Chemical Cocktail, Anyone?
When I went to the Society of Environmental Toxicology and Chemistry conference last weekend, I expected to hear some of the latest research about how chemicals are affecting fish and wildlife. It turns out this research has some things to teach us about human health.
I went to the annual meeting of the Society of Environmental Toxicology and Chemistry (Pacific Northwest Chapter) last weekend expecting to hear some of the latest research about how chemicals in the environment are affecting fish and wildlife. The very first presentation of the conference was indeed about fish, but the results have implications that people would do well to consider for their own health.

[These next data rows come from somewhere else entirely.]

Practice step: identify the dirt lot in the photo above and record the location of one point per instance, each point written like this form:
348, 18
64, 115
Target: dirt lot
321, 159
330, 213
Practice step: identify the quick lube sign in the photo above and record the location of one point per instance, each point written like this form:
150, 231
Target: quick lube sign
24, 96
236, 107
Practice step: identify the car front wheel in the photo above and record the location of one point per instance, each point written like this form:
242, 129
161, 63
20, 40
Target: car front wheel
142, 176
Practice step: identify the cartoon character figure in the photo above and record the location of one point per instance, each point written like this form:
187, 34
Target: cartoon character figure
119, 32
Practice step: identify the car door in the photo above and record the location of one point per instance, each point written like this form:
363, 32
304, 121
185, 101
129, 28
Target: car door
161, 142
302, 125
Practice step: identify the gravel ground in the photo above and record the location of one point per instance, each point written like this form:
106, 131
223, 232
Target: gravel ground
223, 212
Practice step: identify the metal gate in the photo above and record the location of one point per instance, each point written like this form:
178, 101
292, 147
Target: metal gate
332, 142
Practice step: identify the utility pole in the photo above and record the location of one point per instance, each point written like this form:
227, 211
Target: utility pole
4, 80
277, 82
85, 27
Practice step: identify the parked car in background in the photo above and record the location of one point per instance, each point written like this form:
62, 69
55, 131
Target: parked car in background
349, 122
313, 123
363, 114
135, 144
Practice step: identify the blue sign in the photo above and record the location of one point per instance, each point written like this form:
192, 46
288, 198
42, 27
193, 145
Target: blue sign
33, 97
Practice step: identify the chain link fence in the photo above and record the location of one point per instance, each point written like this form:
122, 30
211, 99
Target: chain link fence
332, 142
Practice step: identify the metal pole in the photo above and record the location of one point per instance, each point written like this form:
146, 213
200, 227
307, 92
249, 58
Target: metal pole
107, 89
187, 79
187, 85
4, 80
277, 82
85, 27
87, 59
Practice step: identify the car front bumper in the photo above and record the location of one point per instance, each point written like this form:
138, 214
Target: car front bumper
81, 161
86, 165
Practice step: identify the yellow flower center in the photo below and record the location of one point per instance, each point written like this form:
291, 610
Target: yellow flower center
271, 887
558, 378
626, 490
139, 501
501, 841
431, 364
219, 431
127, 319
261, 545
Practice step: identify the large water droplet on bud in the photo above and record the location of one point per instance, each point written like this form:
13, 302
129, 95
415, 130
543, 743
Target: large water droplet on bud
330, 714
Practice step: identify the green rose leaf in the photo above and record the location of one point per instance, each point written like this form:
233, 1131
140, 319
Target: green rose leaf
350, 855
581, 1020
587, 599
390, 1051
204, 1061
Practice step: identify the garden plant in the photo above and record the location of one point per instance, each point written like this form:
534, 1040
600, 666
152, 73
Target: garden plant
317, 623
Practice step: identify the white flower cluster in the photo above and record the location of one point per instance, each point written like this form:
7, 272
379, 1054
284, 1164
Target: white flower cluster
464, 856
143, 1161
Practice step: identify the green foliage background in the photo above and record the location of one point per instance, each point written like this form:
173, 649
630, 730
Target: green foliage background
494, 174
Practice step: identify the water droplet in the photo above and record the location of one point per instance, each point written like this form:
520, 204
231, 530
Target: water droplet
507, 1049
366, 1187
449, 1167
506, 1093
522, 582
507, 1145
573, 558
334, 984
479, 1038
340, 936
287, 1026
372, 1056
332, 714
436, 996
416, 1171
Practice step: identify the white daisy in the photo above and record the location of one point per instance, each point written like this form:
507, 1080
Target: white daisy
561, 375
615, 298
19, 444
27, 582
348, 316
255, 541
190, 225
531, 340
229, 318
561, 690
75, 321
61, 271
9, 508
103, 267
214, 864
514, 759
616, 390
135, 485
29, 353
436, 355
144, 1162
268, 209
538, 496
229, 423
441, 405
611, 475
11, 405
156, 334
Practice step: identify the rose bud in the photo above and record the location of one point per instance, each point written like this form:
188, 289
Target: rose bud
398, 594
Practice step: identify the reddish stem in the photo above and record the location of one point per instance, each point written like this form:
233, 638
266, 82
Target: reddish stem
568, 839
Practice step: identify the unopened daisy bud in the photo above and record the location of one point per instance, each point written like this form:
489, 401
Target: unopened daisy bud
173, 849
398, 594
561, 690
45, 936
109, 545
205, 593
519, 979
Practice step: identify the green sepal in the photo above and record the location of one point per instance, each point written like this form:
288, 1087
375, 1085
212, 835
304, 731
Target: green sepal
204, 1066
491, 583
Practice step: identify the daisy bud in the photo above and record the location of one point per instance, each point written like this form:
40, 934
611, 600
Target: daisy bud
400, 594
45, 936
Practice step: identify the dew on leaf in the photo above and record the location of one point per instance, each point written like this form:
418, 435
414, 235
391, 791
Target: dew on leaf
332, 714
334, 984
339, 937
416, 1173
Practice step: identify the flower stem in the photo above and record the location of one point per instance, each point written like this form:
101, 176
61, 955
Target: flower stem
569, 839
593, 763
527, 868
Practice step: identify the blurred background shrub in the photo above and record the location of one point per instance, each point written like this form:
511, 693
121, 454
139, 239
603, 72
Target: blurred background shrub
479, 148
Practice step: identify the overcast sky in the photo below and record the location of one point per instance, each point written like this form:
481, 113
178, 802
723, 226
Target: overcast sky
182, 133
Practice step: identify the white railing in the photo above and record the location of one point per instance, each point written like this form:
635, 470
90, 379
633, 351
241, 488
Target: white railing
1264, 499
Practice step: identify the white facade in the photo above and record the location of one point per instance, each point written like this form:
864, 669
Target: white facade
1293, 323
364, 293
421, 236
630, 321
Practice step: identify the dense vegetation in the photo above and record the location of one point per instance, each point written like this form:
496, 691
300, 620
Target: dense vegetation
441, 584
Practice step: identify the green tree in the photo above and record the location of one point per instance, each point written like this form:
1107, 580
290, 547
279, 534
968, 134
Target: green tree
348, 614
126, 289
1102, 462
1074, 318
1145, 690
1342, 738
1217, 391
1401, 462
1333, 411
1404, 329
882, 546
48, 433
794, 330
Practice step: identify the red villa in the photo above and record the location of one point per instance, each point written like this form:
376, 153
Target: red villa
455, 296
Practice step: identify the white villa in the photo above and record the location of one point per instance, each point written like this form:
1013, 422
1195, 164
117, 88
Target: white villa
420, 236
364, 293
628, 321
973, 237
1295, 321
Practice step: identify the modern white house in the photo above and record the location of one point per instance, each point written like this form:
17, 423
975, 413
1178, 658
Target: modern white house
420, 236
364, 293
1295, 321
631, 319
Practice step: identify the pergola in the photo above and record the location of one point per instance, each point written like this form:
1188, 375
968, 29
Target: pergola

Jennifer Trowell, masters student at Simon Fraser University in Burnaby, BC, has been digging deep into the hows and whys of chemicals like PCBs that build up in fish and people. She’s doing that using the liver cells of rainbow trout, which is the site of the fish’s best defense against toxic chemicals that accumulate in their bodies.
Her research shows that sometimes mixtures of chemicals can be more potent than individual chemicals. She looked at the ability of the trout to detoxify chemicals alone and in mixtures. She conducted her research using chemicals known to build up, including PCBs and benzo(a)pyrene, a chemical found in exhaust fumes and other sources. What she found was dramatic differences in ability to break the chemicals down when they were presented in mixtures.
Most strikingly, Trowell found a 30-fold decline in the breakdown of benzo(a)pyrene in the presence of other chemicals.
As tests on chemicals in our bodies prove, fish aren’t the only animals exposed to many chemicals at a time. While the standard for toxicity testing has always been to look for the effects of a single chemical, more and more research has found they can have additive or even synergistic effects—where one plus one makes more than two.
Trowell thinks the drop-off in the trout’s ability to metabolize the chemicals is due to a traffic jam at a key enzyme responsible for that job. Future research could test whether that’s the case, and whether the fish has any way to compensate for this problem.
But this is just one of many studies sounding the alarm that a one-by-one assessment of chemicals just isn’t real life. Because of that, the Safe Chemicals Act, introduced in Congress last week, makes an attempt to include assessment of chemical mixtures. But as Trowell’s new research shows, we have a lot to learn about how biological systems respond to multiple chemicals. A more sensible approach would set a short phaseout timeline for the worst of the worst chemicals—the ones like those in her study that are toxic and build up in our bodies. The new law should also force reductions in other chemicals with known hazards.
Why should we wait for decades of assessment to figure out how chemicals interact in our bodies, when we know that they’re toxic on their own?